Authors: John MacCormick,Chris Bishop
How was the structure of this network determined? Could the neurons have been connected differently? The answer is yes, there are many different network structures that would give good results for the sunglasses problem. The choice of a network structure is often based on previous experience of what works well. Once again, we see that working with pattern recognition systems requires insight and intuition.
Unfortunately, as we shall soon see, each of the 2700 connections in the network we have chosen needs to be “tuned” in a certain way before the network will operate correctly. How can we possibly handle this complexity, which involves tuning thousands of different connections? The answer will turn out to be that the tuning is done automatically, by learning from training examples.
Adding Weighted Signals
As mentioned earlier, our network for the umbrella problem used a basic version of artificial neural networks. For the sunglasses problem, we'll be adding three significant enhancements.
Enhancement 1:
Signals can take any value between 0 and 1 inclusive.
This contrasts with the umbrella network, in which the input and output signals were restricted to equal 0 or 1 and could not take any intermediate values.
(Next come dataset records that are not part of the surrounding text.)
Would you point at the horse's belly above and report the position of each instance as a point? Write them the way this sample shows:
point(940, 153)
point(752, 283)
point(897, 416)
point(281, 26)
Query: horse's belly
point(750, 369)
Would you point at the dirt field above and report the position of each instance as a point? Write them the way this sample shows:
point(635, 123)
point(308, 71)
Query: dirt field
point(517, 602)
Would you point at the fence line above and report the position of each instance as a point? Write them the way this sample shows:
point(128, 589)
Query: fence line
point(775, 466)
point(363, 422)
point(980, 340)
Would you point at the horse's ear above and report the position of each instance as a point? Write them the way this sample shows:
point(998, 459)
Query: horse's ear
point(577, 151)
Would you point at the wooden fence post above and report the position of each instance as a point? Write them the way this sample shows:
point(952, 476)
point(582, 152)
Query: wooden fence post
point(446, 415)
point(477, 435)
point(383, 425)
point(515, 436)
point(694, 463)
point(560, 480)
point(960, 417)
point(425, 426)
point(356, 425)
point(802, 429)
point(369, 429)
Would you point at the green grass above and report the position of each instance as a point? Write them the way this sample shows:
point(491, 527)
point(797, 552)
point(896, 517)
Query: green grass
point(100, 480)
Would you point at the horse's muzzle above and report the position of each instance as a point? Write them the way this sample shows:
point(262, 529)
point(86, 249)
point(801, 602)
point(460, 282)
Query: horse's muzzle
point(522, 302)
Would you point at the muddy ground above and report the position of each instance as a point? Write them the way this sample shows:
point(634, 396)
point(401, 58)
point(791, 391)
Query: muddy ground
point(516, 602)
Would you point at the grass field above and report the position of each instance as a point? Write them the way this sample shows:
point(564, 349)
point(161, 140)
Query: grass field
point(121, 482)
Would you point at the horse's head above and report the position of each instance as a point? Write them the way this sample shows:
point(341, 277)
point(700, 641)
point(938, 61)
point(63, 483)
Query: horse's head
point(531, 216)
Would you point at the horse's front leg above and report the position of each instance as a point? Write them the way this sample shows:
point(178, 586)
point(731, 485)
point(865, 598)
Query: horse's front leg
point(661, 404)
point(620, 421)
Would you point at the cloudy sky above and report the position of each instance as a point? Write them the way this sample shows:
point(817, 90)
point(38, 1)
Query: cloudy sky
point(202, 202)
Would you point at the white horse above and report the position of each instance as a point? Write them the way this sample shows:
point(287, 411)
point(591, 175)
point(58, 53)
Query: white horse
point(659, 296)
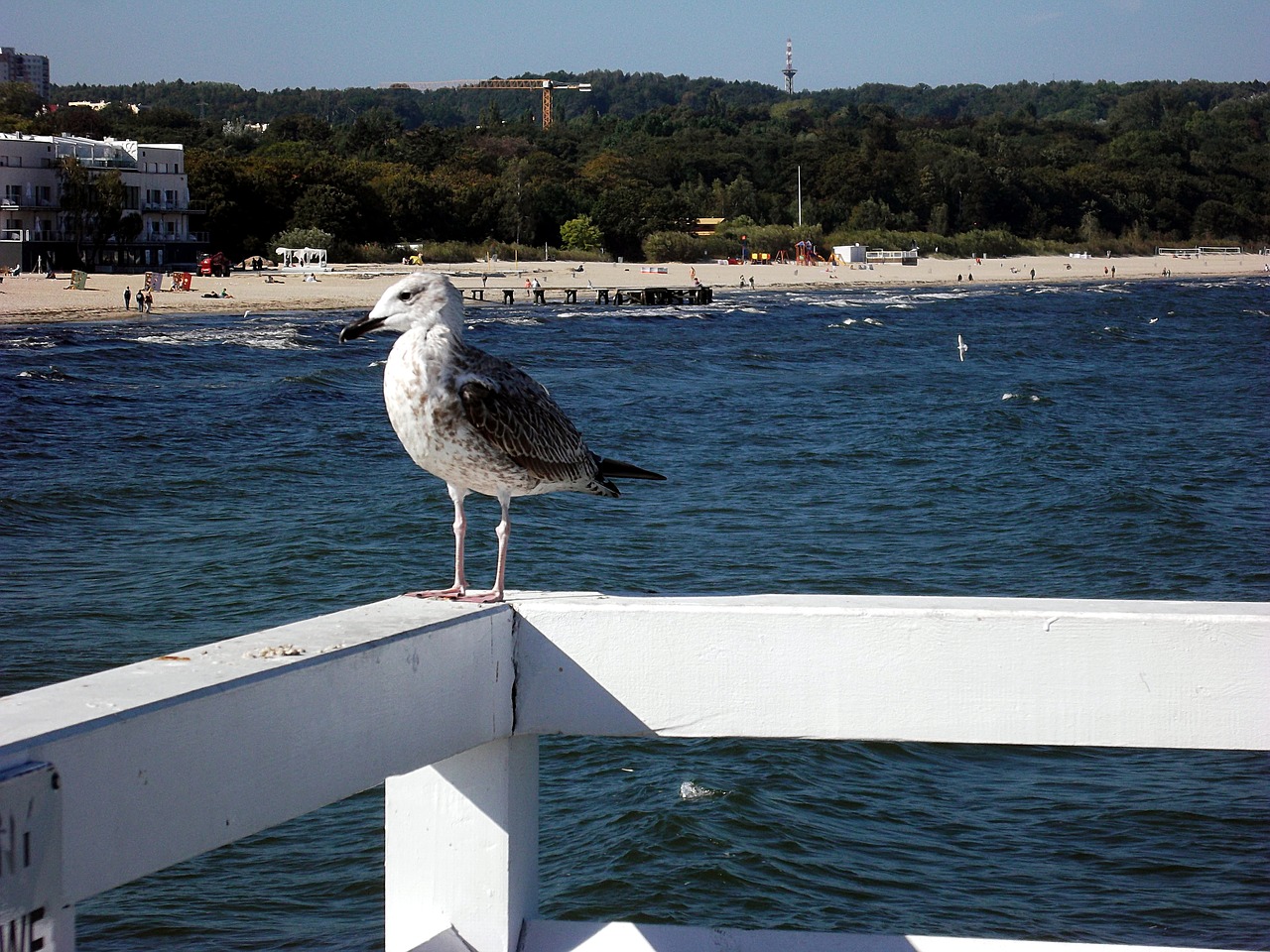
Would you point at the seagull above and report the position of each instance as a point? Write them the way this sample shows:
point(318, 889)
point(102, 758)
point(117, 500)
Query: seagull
point(475, 420)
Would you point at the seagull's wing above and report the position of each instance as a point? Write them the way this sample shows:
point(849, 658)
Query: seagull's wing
point(517, 416)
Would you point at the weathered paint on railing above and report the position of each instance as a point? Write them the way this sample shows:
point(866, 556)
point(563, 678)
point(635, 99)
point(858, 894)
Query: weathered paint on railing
point(211, 744)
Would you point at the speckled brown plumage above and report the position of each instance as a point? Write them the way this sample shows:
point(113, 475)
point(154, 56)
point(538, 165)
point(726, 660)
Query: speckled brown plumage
point(476, 420)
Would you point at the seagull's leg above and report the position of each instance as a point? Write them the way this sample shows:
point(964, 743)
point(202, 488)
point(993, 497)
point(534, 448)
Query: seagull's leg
point(503, 532)
point(460, 587)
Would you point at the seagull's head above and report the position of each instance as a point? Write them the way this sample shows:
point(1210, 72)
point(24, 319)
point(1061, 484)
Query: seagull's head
point(422, 299)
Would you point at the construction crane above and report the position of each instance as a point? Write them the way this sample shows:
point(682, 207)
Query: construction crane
point(547, 85)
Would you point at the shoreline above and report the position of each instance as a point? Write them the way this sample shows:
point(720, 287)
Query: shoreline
point(32, 298)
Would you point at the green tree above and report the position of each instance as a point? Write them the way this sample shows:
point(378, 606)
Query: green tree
point(580, 232)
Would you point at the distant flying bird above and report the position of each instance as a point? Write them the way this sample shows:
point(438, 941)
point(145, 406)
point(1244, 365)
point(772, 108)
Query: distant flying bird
point(475, 420)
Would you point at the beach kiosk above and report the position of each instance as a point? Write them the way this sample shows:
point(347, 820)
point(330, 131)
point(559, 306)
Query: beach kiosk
point(303, 259)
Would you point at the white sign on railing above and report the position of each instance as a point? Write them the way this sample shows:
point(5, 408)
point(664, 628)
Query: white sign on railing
point(31, 857)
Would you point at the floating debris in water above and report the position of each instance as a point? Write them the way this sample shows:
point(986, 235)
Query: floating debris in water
point(276, 652)
point(691, 789)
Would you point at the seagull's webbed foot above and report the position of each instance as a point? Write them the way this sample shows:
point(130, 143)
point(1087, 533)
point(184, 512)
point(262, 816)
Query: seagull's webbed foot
point(481, 597)
point(453, 592)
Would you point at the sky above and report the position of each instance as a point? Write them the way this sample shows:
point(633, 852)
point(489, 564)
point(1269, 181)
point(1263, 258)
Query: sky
point(327, 45)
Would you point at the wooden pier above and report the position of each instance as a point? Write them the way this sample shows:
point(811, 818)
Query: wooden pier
point(656, 296)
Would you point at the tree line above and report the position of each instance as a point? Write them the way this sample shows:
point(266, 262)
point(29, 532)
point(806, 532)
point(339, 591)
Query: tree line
point(629, 168)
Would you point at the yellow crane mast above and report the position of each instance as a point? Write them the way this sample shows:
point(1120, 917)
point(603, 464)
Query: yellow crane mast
point(547, 85)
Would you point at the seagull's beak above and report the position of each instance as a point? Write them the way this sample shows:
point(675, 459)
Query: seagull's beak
point(362, 325)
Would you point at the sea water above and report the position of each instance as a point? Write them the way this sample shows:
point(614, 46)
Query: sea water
point(182, 479)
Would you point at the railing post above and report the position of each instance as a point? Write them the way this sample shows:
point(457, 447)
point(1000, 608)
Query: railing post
point(461, 849)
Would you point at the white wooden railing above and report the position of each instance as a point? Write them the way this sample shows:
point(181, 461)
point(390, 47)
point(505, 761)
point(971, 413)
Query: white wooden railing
point(111, 777)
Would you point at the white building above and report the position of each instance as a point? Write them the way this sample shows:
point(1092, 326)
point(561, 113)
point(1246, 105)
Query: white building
point(31, 68)
point(37, 232)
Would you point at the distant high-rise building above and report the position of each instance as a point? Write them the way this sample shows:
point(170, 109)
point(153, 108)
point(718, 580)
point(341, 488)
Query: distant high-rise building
point(24, 67)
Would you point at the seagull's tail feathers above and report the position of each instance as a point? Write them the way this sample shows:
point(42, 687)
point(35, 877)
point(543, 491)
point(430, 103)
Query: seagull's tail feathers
point(608, 470)
point(619, 470)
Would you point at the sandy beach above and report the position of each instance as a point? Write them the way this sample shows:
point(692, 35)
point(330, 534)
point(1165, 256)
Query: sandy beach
point(31, 298)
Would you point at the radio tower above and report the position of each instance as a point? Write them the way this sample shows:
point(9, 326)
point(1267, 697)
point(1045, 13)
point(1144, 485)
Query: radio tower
point(789, 66)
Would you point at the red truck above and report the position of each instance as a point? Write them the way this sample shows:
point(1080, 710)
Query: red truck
point(216, 266)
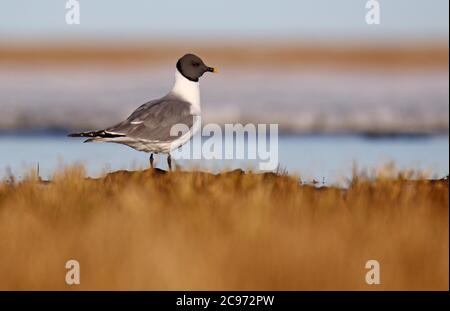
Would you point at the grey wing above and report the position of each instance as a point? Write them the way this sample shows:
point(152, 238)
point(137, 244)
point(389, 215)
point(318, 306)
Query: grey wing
point(154, 120)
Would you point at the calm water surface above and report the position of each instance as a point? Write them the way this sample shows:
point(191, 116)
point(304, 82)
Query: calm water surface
point(328, 158)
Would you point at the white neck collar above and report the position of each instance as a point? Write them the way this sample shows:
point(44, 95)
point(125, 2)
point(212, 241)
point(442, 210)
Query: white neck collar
point(187, 90)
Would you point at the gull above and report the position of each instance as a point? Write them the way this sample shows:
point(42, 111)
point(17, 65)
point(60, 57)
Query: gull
point(148, 128)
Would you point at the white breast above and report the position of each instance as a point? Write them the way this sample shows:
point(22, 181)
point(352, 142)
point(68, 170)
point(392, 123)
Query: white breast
point(187, 90)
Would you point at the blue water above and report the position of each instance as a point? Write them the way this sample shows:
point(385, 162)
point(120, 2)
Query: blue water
point(328, 158)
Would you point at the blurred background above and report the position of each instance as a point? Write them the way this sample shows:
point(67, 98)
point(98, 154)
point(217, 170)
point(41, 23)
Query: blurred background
point(342, 91)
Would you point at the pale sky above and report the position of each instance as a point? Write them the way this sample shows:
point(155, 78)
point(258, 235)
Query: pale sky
point(23, 20)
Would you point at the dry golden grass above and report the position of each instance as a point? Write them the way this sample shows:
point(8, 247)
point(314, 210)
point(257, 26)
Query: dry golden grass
point(234, 231)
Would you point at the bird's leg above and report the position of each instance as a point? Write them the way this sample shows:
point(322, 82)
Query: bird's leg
point(169, 162)
point(151, 160)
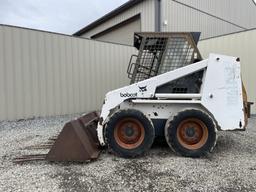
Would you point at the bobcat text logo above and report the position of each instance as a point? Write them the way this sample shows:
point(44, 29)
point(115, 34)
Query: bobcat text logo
point(143, 89)
point(128, 94)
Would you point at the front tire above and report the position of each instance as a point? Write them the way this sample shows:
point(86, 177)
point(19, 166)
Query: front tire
point(191, 133)
point(129, 133)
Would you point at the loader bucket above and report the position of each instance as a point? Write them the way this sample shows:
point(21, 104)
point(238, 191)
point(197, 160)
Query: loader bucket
point(77, 141)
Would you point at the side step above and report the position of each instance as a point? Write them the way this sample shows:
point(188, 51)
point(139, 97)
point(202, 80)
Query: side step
point(77, 142)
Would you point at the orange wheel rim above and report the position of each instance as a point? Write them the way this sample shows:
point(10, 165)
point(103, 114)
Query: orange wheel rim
point(129, 133)
point(192, 133)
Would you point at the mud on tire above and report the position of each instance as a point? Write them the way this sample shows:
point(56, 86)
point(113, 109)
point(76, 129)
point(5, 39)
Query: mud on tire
point(191, 133)
point(129, 133)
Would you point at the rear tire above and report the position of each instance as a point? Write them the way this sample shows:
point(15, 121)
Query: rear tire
point(191, 133)
point(129, 133)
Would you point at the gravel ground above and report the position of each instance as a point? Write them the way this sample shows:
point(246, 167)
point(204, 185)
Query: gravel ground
point(231, 166)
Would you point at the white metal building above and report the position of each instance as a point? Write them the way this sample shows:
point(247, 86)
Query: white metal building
point(212, 18)
point(44, 74)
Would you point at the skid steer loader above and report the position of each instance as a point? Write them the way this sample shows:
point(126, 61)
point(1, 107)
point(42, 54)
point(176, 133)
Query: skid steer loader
point(174, 93)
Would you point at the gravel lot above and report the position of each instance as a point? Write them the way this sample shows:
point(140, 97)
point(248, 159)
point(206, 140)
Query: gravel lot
point(231, 166)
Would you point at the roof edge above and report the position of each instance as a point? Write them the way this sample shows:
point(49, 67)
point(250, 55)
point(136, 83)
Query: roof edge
point(108, 16)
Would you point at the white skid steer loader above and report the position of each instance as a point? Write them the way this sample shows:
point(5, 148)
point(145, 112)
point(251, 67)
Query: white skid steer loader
point(173, 94)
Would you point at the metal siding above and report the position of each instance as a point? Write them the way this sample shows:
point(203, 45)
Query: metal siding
point(242, 45)
point(182, 18)
point(240, 12)
point(45, 74)
point(145, 8)
point(117, 35)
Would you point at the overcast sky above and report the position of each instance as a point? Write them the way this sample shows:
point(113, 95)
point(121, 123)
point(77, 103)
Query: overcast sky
point(63, 16)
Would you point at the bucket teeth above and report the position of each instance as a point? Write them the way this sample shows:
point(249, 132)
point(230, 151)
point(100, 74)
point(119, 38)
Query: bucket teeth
point(76, 142)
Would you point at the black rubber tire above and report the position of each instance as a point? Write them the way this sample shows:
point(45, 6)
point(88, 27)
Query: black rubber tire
point(171, 133)
point(123, 152)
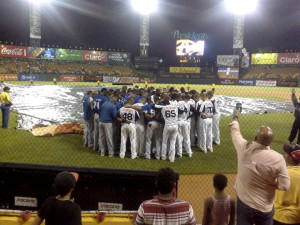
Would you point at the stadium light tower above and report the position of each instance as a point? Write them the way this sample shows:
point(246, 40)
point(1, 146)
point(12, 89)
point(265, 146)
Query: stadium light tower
point(144, 7)
point(239, 8)
point(35, 22)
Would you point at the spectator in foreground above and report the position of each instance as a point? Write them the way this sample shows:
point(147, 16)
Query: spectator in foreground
point(165, 208)
point(61, 210)
point(287, 203)
point(261, 171)
point(219, 207)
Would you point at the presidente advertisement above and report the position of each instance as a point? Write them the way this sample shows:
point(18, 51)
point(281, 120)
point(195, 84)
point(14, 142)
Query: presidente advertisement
point(184, 69)
point(289, 58)
point(94, 56)
point(264, 58)
point(41, 53)
point(122, 57)
point(68, 54)
point(13, 51)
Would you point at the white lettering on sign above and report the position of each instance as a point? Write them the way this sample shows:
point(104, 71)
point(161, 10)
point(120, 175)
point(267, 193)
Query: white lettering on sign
point(110, 206)
point(25, 201)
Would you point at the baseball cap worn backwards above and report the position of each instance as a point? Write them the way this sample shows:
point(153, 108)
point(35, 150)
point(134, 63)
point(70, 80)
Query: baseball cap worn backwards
point(294, 151)
point(65, 181)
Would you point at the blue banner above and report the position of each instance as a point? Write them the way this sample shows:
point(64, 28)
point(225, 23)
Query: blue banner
point(247, 82)
point(28, 77)
point(118, 57)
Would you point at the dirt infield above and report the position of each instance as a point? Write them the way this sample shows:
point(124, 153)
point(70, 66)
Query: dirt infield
point(195, 188)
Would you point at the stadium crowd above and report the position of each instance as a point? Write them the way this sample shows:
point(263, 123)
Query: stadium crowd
point(155, 120)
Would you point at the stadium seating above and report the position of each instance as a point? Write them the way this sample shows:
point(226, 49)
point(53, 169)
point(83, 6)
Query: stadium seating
point(8, 66)
point(278, 73)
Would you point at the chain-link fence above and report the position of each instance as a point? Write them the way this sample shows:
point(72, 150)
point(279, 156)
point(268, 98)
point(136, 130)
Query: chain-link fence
point(77, 103)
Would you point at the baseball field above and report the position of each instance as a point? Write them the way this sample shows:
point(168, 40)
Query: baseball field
point(195, 173)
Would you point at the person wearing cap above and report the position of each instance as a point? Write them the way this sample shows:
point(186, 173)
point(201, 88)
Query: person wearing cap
point(61, 210)
point(296, 124)
point(5, 106)
point(287, 203)
point(261, 171)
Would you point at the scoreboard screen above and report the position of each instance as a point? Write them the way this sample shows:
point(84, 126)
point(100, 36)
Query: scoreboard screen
point(187, 47)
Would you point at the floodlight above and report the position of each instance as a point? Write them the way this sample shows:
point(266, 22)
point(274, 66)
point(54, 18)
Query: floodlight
point(38, 1)
point(144, 6)
point(241, 6)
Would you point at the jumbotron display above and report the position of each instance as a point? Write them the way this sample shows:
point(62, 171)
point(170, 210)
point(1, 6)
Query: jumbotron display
point(187, 47)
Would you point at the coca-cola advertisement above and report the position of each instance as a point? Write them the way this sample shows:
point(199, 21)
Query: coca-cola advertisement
point(13, 51)
point(94, 56)
point(288, 58)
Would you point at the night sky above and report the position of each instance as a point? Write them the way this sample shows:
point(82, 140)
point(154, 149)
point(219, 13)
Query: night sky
point(113, 24)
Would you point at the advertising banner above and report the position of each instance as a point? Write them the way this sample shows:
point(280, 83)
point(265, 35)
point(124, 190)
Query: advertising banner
point(108, 79)
point(238, 31)
point(287, 83)
point(149, 80)
point(13, 51)
point(228, 60)
point(227, 82)
point(122, 57)
point(266, 83)
point(93, 78)
point(228, 73)
point(288, 58)
point(68, 54)
point(27, 77)
point(41, 53)
point(130, 79)
point(94, 56)
point(264, 58)
point(184, 69)
point(70, 78)
point(35, 20)
point(8, 77)
point(144, 30)
point(247, 82)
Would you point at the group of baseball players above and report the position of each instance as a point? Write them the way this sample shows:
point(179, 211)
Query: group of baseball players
point(158, 122)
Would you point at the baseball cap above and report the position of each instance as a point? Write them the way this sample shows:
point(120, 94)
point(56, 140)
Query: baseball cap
point(294, 151)
point(65, 181)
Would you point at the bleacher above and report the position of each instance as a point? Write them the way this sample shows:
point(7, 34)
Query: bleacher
point(273, 72)
point(13, 65)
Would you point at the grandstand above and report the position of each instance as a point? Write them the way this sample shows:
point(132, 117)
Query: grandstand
point(273, 72)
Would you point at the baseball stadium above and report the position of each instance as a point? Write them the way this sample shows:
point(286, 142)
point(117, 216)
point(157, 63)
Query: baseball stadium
point(114, 91)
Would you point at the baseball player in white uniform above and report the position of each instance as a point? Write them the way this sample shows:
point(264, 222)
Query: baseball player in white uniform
point(140, 129)
point(170, 132)
point(128, 117)
point(193, 120)
point(184, 127)
point(206, 114)
point(215, 119)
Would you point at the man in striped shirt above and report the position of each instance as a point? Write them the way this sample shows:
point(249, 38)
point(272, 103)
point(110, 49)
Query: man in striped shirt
point(165, 208)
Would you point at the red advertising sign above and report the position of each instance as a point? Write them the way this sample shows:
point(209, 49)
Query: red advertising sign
point(7, 77)
point(69, 78)
point(288, 58)
point(94, 56)
point(13, 51)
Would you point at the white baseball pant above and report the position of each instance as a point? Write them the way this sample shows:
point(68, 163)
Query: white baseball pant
point(184, 137)
point(96, 131)
point(140, 139)
point(153, 130)
point(215, 129)
point(128, 130)
point(169, 133)
point(106, 138)
point(193, 131)
point(206, 135)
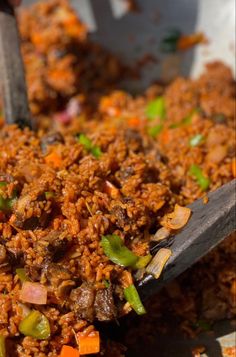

In other words, signal values in our new network can be, for example, 0.0023 or 0.755. To make this concrete, think about our sunglasses example. The brightness of a pixel in an input image corresponds to the signal value sent over that pixel's connections. So a pixel that is perfectly white sends a value of 1, whereas a perfectly black pixel sends a value of 0. The various shades of gray result in corresponding values between 0 and 1.
Enhancement 2:
Total input is computed from a weighted sum.
In the umbrella network, neurons added up their inputs without altering them in any way. In practice, however, neural networks take into account that every connection can have a different strength. The strength of a connection is represented by a number called the connection's
weight.
A weight can be any positive or negative number. Large positive weights (e.g., 51.2) represent strong excitatory connections—when a signal passes through a connection like this, its downstream neuron is likely to fire. Large negative weights (e.g., -121.8) represent strong inhibitory connections—a signal on this type of connection will probably cause the downstream neuron to remain idle. Connections with small weights (e.g., 0.03 or -0.0074) have little influence on whether their downstream neurons fire. (In reality, a weight is defined as “large” or “small” only in comparison to other weights, so the numerical examples given here only make sense if we assume they are on connections to the same neuron.) When a neuron computes the total of its inputs, each input signal is multiplied by the weight of its connection before being added to the total. So large weights have more influence than small ones, and it is possible for excitatory and inhibitory signals to cancel each other out.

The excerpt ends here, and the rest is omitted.